From 12d2ef557f6e127100267c31a31572d8ab5cc788 Mon Sep 17 00:00:00 2001
From: morrison-turnansky <mturnans@redhat.com>
Date: Wed, 8 Oct 2025 06:41:42 +0000
Subject: [PATCH] Update round size with 1 division behavior (#162203)

have round size return nearest power of 2 greater than or equal to size with 1 division

Fixes #161139

Pull Request resolved: https://github.com/pytorch/pytorch/pull/162203
Approved by: https://github.com/ezyang
---
 c10/cuda/CUDACachingAllocator.cpp |  2 ++
 test/test_cuda.py                 | 15 +++++++++++++++
 2 files changed, 17 insertions(+)

diff --git a/c10/cuda/CUDACachingAllocator.cpp b/c10/cuda/CUDACachingAllocator.cpp
index 7ef2947e15e6..2ce4761d55b3 100644
--- a/c10/cuda/CUDACachingAllocator.cpp
+++ b/c10/cuda/CUDACachingAllocator.cpp
@@ -2502,6 +2502,8 @@ class DeviceCachingAllocator {
       auto divisions = CUDAAllocatorConfig::roundup_power2_divisions(size);
       if (divisions > 1 && size > (kMinBlockSize * divisions)) {
         return roundup_power2_next_division(size, divisions);
+      } else if (divisions == 1) {
+        return llvm::PowerOf2Ceil(size);
       } else {
         return kMinBlockSize * ((size + kMinBlockSize - 1) / kMinBlockSize);
       }
diff --git a/test/test_cuda.py b/test/test_cuda.py
index 34f9cb6e8f71..74cfdec2e904 100644
--- a/test/test_cuda.py
+++ b/test/test_cuda.py
@@ -4522,6 +4522,21 @@ class TestCudaMallocAsync(TestCase):
         reg_mem = torch.cuda.memory_stats()[key_allocated]
         self.assertEqual(reg_mem - start_mem, nbytes)
 
+        # Test division==1 case.
+        torch.cuda.memory.empty_cache()
+        div1_start_mem = torch.cuda.memory_stats()[key_allocated]

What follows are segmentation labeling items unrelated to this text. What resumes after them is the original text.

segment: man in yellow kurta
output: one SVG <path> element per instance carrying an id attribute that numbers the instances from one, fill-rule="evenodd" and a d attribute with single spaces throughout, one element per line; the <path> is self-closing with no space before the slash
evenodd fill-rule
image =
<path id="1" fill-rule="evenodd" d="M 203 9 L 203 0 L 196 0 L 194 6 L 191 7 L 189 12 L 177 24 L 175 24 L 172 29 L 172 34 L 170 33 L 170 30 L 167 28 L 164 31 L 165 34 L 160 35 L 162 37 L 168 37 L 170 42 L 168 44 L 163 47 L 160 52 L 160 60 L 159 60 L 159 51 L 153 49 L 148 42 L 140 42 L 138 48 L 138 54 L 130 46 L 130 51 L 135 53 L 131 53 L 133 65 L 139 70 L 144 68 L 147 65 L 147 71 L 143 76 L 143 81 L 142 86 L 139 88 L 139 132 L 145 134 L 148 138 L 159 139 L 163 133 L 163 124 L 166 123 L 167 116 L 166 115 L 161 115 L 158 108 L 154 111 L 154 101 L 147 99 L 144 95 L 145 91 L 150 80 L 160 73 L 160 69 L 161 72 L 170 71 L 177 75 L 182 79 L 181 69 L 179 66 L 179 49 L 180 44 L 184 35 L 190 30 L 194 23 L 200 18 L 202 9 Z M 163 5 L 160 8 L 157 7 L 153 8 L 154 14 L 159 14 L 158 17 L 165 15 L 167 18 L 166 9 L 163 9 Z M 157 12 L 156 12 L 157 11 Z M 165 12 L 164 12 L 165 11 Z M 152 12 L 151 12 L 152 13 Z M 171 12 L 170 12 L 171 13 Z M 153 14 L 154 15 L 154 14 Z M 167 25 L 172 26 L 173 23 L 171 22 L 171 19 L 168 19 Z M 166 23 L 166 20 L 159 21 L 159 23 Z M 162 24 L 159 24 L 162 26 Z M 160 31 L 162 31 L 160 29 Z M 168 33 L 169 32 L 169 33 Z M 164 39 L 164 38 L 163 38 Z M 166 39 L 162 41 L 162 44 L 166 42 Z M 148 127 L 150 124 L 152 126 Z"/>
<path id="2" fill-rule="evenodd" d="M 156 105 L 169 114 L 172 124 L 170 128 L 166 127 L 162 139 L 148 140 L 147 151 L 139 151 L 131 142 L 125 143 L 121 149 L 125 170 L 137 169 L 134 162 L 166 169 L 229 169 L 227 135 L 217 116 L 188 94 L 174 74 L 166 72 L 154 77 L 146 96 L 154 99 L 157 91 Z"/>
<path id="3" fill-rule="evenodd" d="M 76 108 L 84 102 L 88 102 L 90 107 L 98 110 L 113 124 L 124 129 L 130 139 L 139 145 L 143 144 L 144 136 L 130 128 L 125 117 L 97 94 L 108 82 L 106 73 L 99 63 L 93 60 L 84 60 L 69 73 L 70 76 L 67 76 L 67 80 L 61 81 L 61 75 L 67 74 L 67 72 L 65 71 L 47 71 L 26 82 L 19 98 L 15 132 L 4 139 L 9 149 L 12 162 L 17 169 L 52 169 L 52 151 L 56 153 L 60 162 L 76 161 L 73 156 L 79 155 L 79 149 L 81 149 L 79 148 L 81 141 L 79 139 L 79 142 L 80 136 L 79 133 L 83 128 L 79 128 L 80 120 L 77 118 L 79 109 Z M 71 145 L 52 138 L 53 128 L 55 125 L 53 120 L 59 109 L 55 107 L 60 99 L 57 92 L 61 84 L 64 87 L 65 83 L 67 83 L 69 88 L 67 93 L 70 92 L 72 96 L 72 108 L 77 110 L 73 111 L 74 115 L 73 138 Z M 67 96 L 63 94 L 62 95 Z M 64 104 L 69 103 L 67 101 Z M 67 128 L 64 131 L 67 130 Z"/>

+        div1_start_requested = torch.cuda.memory_stats()[key_requested]
+        torch.cuda.memory._set_allocator_settings("roundup_power2_divisions:1")

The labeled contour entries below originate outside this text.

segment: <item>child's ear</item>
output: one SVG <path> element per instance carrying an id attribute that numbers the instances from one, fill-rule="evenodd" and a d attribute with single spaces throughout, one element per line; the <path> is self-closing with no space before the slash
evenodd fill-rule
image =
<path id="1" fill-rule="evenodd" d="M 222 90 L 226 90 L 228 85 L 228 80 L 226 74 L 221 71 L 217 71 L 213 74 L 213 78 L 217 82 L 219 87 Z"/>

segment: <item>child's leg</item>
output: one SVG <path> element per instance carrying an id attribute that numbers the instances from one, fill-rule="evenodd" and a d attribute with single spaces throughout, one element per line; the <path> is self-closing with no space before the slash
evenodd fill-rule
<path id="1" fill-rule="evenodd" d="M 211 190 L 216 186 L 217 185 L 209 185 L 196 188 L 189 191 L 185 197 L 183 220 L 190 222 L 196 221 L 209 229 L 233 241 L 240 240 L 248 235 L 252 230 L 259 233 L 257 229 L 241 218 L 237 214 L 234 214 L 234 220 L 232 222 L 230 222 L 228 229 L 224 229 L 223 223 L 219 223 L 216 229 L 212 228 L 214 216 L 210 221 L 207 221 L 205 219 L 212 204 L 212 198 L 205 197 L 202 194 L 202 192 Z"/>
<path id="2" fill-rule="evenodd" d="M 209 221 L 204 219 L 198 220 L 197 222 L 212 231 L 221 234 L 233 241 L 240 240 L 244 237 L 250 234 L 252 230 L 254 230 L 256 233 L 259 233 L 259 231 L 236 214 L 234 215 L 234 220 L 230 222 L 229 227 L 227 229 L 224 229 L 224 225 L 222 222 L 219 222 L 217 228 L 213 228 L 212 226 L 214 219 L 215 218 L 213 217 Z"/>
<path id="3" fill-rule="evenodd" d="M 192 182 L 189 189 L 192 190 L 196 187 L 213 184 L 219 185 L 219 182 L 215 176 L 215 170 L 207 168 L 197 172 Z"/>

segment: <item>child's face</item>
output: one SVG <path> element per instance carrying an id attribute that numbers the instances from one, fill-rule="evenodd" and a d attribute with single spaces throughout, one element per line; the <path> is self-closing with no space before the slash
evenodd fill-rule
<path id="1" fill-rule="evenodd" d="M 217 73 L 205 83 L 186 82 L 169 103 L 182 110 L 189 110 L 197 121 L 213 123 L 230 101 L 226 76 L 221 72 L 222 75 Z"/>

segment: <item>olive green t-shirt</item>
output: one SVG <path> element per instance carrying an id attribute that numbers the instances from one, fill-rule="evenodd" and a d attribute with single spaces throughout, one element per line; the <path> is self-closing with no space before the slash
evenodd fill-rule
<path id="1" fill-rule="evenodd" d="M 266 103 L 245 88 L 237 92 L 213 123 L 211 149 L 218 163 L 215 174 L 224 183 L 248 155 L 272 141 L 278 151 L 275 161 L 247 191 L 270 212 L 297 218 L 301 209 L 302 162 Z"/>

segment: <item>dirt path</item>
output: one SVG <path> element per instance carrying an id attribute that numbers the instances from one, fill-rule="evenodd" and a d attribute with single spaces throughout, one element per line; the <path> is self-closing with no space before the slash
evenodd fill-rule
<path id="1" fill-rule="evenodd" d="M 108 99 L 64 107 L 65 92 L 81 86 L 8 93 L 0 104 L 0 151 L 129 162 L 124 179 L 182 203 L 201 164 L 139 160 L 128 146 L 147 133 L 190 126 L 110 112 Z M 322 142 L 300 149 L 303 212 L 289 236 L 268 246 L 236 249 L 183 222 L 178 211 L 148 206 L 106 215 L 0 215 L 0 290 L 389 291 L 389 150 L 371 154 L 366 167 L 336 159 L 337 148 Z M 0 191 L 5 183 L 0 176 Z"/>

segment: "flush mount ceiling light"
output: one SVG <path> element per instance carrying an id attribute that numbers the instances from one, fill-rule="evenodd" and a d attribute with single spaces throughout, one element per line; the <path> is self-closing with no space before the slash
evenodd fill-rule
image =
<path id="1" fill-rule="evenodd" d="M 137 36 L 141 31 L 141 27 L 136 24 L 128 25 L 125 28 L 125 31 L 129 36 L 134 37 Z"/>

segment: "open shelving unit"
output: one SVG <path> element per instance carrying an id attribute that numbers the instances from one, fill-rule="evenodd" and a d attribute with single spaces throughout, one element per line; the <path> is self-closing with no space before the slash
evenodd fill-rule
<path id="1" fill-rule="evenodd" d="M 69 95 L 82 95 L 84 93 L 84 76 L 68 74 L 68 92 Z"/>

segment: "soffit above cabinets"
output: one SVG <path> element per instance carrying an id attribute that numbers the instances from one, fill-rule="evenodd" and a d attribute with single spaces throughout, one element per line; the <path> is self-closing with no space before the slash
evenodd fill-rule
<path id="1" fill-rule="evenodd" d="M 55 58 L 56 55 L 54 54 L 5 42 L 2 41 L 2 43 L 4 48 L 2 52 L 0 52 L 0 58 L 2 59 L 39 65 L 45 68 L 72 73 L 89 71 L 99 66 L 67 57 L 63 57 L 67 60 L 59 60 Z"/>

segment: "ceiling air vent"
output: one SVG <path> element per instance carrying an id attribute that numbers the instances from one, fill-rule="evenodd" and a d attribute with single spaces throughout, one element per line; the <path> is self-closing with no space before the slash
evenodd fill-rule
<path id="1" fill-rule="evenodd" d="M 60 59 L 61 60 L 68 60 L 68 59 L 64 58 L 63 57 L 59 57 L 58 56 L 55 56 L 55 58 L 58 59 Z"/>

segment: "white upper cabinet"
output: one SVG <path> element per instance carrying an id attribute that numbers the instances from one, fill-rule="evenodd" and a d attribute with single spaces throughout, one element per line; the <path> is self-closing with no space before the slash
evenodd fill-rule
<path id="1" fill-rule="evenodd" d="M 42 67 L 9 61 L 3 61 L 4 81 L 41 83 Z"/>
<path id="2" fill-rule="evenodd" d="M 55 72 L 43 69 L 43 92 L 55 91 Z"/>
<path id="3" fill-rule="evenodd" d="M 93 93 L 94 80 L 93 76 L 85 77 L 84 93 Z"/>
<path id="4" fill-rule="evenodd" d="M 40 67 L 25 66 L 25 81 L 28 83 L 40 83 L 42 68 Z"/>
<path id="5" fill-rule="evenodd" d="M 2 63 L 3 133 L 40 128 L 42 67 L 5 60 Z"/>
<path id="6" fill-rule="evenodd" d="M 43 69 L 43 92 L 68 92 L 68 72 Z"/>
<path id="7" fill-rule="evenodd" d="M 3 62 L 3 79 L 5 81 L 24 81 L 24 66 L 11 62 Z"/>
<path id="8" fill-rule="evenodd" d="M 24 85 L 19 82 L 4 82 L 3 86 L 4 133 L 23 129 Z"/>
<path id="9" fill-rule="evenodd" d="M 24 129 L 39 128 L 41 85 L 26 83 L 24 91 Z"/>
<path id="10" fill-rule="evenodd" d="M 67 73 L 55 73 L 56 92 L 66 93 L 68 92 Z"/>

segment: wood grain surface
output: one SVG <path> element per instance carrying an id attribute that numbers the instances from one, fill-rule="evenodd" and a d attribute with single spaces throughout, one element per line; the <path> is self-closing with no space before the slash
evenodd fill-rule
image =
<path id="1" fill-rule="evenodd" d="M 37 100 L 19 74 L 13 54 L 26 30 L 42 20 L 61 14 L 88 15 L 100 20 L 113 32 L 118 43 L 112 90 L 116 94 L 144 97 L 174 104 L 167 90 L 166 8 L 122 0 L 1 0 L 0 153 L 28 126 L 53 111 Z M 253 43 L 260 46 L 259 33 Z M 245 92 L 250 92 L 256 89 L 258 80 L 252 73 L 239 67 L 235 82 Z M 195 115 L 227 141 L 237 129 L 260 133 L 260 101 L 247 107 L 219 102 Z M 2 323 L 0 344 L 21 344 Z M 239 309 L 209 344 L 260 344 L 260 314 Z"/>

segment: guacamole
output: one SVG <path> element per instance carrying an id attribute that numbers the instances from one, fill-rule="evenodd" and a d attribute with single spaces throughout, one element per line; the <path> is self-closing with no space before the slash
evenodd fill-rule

+        torch.rand(nelems, device="cuda")
+        div1_end_mem = torch.cuda.memory_stats()[key_allocated]
+        div1_end_requested = torch.cuda.memory_stats()[key_requested]
+
+        self.assertEqual(div1_start_mem - start_mem, nbytes)

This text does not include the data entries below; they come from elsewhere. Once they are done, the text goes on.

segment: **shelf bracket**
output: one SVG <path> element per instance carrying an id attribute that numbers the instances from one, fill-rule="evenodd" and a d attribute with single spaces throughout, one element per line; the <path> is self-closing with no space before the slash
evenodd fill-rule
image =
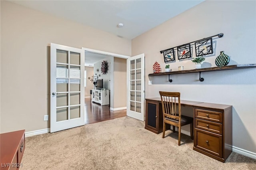
<path id="1" fill-rule="evenodd" d="M 168 75 L 169 75 L 169 82 L 170 83 L 172 83 L 172 80 L 171 79 L 170 79 L 170 74 Z"/>
<path id="2" fill-rule="evenodd" d="M 204 79 L 203 77 L 201 77 L 201 71 L 199 72 L 199 81 L 204 81 Z"/>

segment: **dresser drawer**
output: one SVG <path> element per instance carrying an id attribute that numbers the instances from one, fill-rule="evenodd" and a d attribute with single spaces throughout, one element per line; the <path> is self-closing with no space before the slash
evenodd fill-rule
<path id="1" fill-rule="evenodd" d="M 215 111 L 195 109 L 195 118 L 218 123 L 222 123 L 222 113 Z"/>
<path id="2" fill-rule="evenodd" d="M 213 133 L 222 134 L 222 125 L 210 121 L 196 119 L 195 127 Z"/>
<path id="3" fill-rule="evenodd" d="M 195 128 L 194 146 L 218 157 L 222 156 L 222 136 Z"/>

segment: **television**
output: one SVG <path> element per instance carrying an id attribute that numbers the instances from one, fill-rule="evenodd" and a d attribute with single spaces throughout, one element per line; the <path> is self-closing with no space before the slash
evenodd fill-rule
<path id="1" fill-rule="evenodd" d="M 98 79 L 97 80 L 97 89 L 101 89 L 103 88 L 103 79 Z"/>

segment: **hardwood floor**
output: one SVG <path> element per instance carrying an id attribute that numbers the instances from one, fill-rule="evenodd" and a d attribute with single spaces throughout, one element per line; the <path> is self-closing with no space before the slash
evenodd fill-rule
<path id="1" fill-rule="evenodd" d="M 92 102 L 90 98 L 85 98 L 85 124 L 108 121 L 126 115 L 126 110 L 110 111 L 109 105 L 101 106 Z"/>

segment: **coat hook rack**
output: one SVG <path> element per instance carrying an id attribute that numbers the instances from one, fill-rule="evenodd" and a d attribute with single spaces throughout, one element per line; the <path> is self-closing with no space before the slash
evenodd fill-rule
<path id="1" fill-rule="evenodd" d="M 201 72 L 199 72 L 199 81 L 201 82 L 204 81 L 204 79 L 203 77 L 201 77 Z"/>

+        if not TEST_CUDAMALLOCASYNC:
+            # not supported with the cudaMallocAsync backend
+            self.assertEqual(div1_end_mem - div1_start_mem, power2_div(nbytes, 1))
+            self.assertEqual(div1_end_requested - div1_start_requested, nbytes)
+
         with self.assertRaises(RuntimeError):
             torch.cuda.memory._set_allocator_settings("foo:1,bar:2")